平成12年やよい(3月)XX日
3月になって、とたんに暖かくなった。ぽかぽかしてくると、身体もほぐれて、気持ちもひろやかな気分になってくる。
SF大賞とSF新人賞の授賞式に出る。大藪春彦賞の授賞式もあるので、ハードボイルド派も含め、様々の顔ぶれが一堂に会し、にぎやか。新人賞の受賞者は男性だが、佳作受賞は二人とも女性。いずれも若々しく、さわやか。しかし、応募者の最長老が75歳だったことは、うれしい驚きだった。
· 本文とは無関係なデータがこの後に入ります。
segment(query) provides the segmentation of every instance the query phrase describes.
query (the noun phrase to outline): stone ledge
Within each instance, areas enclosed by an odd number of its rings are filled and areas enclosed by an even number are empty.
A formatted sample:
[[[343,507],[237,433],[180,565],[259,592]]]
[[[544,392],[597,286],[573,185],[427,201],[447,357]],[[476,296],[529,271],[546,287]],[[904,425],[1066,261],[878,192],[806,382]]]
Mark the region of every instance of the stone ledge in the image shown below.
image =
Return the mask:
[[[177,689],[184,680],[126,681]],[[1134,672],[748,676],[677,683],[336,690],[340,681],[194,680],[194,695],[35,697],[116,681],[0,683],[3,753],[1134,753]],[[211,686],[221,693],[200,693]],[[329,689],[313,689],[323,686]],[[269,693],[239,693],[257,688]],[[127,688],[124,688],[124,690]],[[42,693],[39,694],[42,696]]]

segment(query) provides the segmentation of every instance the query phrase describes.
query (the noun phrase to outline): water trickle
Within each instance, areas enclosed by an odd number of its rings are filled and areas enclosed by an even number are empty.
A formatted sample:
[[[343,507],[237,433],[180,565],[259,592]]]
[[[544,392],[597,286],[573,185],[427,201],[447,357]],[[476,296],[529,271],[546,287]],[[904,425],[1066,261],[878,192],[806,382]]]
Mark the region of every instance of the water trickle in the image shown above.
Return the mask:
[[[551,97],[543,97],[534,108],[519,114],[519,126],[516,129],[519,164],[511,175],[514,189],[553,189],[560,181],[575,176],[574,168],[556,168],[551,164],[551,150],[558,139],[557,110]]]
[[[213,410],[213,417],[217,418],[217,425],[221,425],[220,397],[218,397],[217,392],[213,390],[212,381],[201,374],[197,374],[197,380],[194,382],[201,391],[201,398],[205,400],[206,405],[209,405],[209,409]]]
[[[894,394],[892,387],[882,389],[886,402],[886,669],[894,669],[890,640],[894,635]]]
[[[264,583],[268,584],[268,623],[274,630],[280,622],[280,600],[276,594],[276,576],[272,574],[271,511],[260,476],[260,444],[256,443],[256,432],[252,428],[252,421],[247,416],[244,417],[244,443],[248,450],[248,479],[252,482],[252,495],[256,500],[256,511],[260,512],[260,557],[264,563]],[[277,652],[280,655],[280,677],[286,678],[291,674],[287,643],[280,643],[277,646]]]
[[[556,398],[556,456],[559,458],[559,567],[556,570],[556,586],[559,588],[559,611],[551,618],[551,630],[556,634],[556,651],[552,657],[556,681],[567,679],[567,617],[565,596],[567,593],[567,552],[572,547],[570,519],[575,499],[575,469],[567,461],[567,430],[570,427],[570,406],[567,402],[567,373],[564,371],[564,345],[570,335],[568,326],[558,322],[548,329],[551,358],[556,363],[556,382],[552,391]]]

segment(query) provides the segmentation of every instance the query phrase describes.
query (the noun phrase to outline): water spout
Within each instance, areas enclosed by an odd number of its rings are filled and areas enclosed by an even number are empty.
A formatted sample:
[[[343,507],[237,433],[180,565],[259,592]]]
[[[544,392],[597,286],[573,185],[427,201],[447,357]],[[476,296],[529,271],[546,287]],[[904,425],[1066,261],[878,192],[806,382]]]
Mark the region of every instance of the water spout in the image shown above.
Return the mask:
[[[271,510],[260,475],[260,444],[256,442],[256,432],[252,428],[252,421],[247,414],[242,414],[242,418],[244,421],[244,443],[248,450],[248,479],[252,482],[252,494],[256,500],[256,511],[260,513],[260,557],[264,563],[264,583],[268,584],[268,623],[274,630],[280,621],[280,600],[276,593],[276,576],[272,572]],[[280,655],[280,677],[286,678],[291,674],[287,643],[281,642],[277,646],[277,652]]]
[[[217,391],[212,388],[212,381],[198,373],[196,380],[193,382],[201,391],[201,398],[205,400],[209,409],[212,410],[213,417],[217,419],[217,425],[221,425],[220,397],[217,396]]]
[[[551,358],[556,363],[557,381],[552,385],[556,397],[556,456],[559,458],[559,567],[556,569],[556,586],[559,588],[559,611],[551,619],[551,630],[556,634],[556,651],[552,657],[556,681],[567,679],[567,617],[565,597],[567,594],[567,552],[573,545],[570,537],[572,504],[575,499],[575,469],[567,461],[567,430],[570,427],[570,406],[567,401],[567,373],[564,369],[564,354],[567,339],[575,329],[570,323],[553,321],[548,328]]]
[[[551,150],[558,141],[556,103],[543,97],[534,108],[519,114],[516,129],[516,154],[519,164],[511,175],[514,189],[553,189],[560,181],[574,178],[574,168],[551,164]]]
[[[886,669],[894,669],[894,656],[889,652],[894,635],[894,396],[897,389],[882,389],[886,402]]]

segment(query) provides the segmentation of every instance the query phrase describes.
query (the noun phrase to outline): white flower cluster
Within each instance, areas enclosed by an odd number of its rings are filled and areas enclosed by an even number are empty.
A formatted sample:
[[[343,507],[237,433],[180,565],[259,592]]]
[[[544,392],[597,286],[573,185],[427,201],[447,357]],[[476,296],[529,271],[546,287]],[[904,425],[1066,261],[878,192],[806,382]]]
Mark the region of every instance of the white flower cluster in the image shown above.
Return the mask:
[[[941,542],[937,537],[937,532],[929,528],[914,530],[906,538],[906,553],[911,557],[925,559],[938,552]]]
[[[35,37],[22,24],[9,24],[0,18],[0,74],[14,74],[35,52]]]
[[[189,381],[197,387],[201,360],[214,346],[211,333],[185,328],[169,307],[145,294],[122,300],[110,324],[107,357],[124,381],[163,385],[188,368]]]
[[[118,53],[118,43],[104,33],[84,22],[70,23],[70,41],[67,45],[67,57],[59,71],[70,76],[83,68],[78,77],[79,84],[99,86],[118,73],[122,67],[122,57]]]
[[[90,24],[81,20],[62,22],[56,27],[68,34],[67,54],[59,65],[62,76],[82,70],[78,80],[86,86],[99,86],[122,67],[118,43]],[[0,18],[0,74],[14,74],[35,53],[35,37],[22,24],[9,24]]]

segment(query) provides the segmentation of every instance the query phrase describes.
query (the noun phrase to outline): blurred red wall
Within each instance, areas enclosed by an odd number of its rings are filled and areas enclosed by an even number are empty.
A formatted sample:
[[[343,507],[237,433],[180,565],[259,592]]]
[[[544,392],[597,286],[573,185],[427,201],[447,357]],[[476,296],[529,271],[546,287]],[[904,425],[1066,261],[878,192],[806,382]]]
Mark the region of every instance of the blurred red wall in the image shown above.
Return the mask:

久しぶりに銀座に出て、10年ぶりくらいに「梯子」。5丁目から8丁目まで、歩かされ、へとへと。だましやがったナ!
平成12年やよい(3月)XX日
名古屋からタクシーで蒲郡へ行った。あいにくの雨で、周りの景色はほとんど見えない。タクシーの運ちゃんがいままでで最高の長距離客に有頂天になって道を間違え、かつ蒲郡の競艇の話しかしないので、気が気ではない。しかしようやくついた蒲郡プリンスホテルは、すぱらしいアールデコスタイルの建物で、昭和9年の建造とのこと。いっぺんに気分が晴れた。上品にラウンジでケーキと紅茶なんぞをのんで、バーが開くまでの時間をつなぐ。バーで階下の結婚披露宴の祝い歌を聴きながら日本酒のグラスを傾ける、というのも、妙なもの。穏やかに10時半就寝。
平成12年やよい(3月)XX日
「いまどきのロボットたちと21世紀の楽しい未来」というシンポジウムで、「なま」AIBOを間近に見る。一人で遊んでいる仕草が、実にかわいい。片づけられるとき、ちょっと、といって触らせてもらう。家に帰ったら、この手を女房に触らせてやるのだ。
平成12年やよい(3月)XX日
ミステリー文学大賞の贈呈式のあと、また銀座にでる。夜には雨も上がって暖かくなり、銀座の人出も多い。虫と同じだ、暖かくなるともぞもぞと出歩きたくなると見える。5丁目のバーも、はじめはわれわれだけだったのに、あっという間に十五人くらい来て満員。昨日はお客さんゼロだったのに、とママさんがびっくりしている。また8丁目まで歩く。「パリ祭」と「パリの屋根の下」をフランス語で歌っているうちに、まただまされていつの間にかついてしまう。これが「ここは、お国の何百里・・・」だったら、途中で挫折していたかもしれないが・・・。
平成12年やよい(3月)XX日
小松市での「いま活かす ふるさとの芸能」シンポジウムで、佐渡ののろま人形、深瀬のでくまわし、淡路人形座の出し物をみる。のろま人形の「そろそろそろそろ」というかけ声とか、木偶人形の同じ節、同じ動きのくりかえしで見せてしまう不思議な力、淡路の本格的人形浄瑠璃のみごとさ。久しぶりに「人形」の作り出す「虚世界」に引き込まれた。そのたんびに舞台と客席をいったり来たりしなければならなかったのは、しんどかったが、何とかおつとめ果たしました。いいものを見せてもらいました。サンダーバードで帰阪。